Negron has been keeping busy over the off-season as she tries to bring her game up to national class. "I've been playing a lot," explained Negron, who is heading into her last Princeton season with 27 career goals, second all-time at the school behind the 41 scored by Linda DeBoer. "I've had a lot of time to devote to soccer since school ended. I feel like I'm playing at just about my best."
Negron's current form has been helped greatly by playing this summer with the New Jersey Stallions of the W-League. "We've been practicing twice a week and playing two games a week," said Negron. "It's really helped to keep me sharp."
Negron has noticed the improvement in her game. "I feel like I'm going at people well right now," added Negron. "I feel like my finishing is sharp."
Negron is proud to be not only the only Princeton player but the only Ivy Leaguer included in the final pool for the U-21 team.
"It'll be great to be representing Princeton," asserted Negron, who said the camp will last nine days and that she should find out shortly thereafter whether she's made the cut for the Nordic Cup. "It's surprising to see an Ivy Leaguer in the top-25 college players in the country. To be in the top 25 is a great feeling."

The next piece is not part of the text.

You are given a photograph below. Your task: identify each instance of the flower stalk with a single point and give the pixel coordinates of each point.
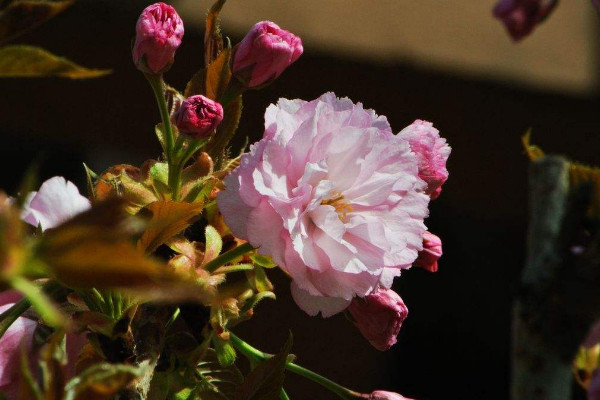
(254, 354)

For Shackford, it's great to have someone like Negron in the Princeton program. "She's a coach's dream in terms of productivity," added Shackford, who has a 98-49-10 mark at Princeton as she enters her tenth year at the helm of the Tigers' program.
"She doubled her stats from sophomore to junior year. She has truly become an impact player. It's great for the program. Its great for kids we are recruiting to see that you play at Princeton and maybe end playing at a national camp."
In Shackford's view, Negron has the game to make an impact at the national level. "She can do different things than a lot of players," explained Shackford. "She can break down a defense by herself. She loves the pressure of having to score."
Whether or not Negron ultimately makes the U-21 roster for the Nordic Cup, she knows the camp will be an experience to savor.
"We get to wear the U.S.A. jerseys in training, its so exciting to put them on," said Negron. "The whole thing is a great experience. I know that when I came back from the camp in April, I felt like I was a step faster than everyone else."
And if things go well for Negron out in California, she could move a step closer to realizing her childhood dream.